Both tracks appear on Sellers’ 2016 debut New City Blues, which Rolling Stone Country called “a barbed tangle of guitar feedback, in-the-red drum sounds and crystalline country vocals,” selecting it as one of the 40 Best Country Albums of the year.
While Sellers, daughter of Nineties breakout star Lee Ann Womack, may follow in the footsteps of her mother, the younger singer’s style of music is markedly different, filled with garage fuzz instead of the elder’s previous Music Row polish. (Womack has since embraced a stripped-down sound, reinventing herself as a classic-country and Americana artist.)
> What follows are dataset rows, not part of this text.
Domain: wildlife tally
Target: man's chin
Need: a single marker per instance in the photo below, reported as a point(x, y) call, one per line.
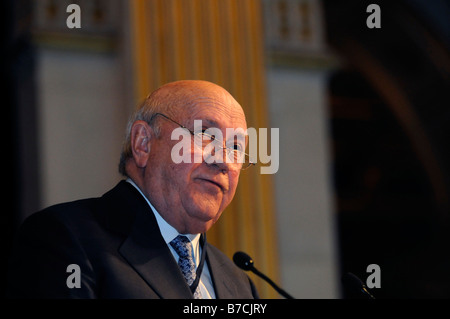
point(202, 221)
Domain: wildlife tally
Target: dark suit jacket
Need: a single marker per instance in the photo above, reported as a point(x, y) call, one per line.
point(116, 242)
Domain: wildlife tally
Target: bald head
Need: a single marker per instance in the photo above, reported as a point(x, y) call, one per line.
point(178, 99)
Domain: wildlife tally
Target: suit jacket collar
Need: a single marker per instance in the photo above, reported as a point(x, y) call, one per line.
point(146, 251)
point(144, 248)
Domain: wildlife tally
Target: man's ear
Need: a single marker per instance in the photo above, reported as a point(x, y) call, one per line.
point(141, 142)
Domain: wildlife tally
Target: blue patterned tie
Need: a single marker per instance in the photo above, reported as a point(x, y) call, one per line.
point(183, 247)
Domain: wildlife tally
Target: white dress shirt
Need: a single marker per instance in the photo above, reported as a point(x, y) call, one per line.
point(169, 233)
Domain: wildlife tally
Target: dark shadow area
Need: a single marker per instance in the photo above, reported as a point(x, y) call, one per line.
point(390, 128)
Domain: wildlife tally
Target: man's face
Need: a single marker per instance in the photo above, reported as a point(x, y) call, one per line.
point(192, 196)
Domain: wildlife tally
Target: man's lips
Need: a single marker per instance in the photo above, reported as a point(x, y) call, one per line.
point(218, 184)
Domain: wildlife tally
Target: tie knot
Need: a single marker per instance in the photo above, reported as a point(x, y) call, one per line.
point(182, 246)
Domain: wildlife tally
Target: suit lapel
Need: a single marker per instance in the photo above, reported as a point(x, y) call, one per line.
point(144, 248)
point(223, 287)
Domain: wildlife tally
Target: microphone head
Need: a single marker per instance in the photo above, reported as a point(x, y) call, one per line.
point(243, 261)
point(354, 287)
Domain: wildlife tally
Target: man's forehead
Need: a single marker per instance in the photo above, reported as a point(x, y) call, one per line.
point(217, 115)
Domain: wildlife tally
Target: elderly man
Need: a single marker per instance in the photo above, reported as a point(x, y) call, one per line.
point(145, 238)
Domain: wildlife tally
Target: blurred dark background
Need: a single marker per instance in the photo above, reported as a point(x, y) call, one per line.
point(388, 116)
point(390, 128)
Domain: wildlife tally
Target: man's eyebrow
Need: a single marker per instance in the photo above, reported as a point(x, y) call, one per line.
point(211, 123)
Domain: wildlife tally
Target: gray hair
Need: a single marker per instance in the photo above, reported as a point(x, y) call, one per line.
point(144, 112)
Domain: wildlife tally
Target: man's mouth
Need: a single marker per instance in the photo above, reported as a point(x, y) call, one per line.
point(213, 182)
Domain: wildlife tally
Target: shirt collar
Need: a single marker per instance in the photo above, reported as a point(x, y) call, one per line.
point(168, 232)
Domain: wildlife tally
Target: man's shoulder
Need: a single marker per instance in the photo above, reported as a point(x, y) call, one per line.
point(220, 259)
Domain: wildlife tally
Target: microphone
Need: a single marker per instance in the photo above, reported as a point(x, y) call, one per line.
point(245, 262)
point(354, 287)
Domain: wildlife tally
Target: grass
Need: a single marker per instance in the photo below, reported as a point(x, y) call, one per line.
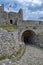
point(20, 52)
point(2, 57)
point(41, 33)
point(8, 27)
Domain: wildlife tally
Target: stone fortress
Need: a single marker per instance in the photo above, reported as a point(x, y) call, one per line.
point(27, 29)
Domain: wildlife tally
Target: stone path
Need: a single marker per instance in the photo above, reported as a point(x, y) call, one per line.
point(32, 56)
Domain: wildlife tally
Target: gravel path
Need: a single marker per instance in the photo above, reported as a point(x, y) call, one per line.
point(32, 56)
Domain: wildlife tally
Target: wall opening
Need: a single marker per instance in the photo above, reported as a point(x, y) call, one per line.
point(11, 21)
point(28, 37)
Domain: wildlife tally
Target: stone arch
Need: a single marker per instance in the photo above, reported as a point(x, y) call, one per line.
point(28, 37)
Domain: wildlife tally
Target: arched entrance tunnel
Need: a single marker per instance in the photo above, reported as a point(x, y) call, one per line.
point(28, 37)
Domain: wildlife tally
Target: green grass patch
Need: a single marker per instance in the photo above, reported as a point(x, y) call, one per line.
point(2, 57)
point(41, 33)
point(8, 27)
point(20, 52)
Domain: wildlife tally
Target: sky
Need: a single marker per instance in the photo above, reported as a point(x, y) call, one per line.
point(32, 9)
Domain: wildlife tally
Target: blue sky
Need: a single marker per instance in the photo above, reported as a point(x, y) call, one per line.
point(32, 9)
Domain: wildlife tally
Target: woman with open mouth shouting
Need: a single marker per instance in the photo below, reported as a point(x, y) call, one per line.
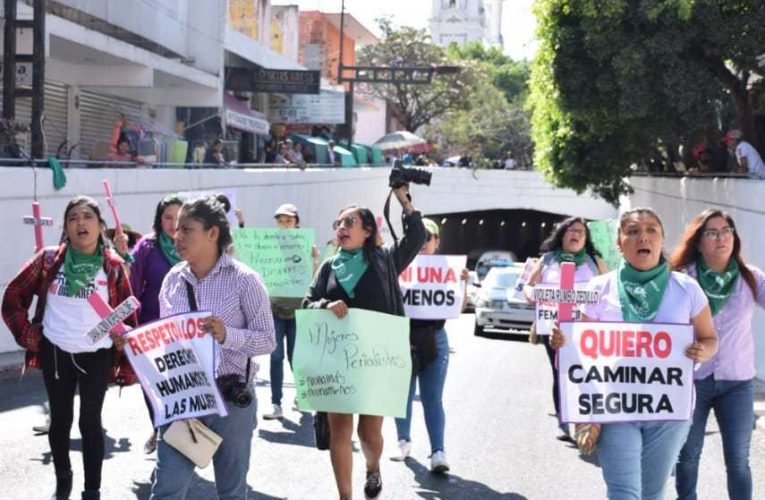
point(637, 457)
point(55, 339)
point(363, 275)
point(710, 251)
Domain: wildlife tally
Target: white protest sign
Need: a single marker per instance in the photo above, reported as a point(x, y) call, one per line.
point(122, 311)
point(432, 287)
point(522, 281)
point(174, 361)
point(625, 372)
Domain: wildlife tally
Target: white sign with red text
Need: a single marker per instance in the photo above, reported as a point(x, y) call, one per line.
point(175, 362)
point(432, 287)
point(625, 372)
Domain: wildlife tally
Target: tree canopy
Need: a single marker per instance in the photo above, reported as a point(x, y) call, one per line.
point(616, 81)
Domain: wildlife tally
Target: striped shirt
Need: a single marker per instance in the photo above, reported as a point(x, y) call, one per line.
point(235, 293)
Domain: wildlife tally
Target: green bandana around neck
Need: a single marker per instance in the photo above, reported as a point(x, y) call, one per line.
point(349, 266)
point(80, 269)
point(577, 258)
point(641, 292)
point(717, 286)
point(167, 245)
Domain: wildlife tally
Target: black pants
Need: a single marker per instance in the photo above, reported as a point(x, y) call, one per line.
point(62, 379)
point(551, 357)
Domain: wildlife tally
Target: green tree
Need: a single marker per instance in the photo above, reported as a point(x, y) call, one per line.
point(414, 105)
point(616, 81)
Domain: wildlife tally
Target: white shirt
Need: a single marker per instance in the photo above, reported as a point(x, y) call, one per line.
point(683, 300)
point(753, 159)
point(67, 319)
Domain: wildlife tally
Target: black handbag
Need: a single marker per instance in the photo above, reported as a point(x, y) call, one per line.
point(321, 430)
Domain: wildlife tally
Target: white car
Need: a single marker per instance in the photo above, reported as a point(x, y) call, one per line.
point(496, 307)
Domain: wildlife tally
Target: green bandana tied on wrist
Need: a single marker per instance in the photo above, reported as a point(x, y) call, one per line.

“The drums are very trashy, it’s all electric, it’s very in your face and it’s not perfect. It’s raw, and I think that’s what garage means,” Sellers told Rolling Stone Country last year.
Sellers plays the Leffingeleuren Festival in Leffinge, Belgium, on September 10th before embarking on a six-date series across the United Kingdom and Ireland co-headlining with Dylan LeBlanc.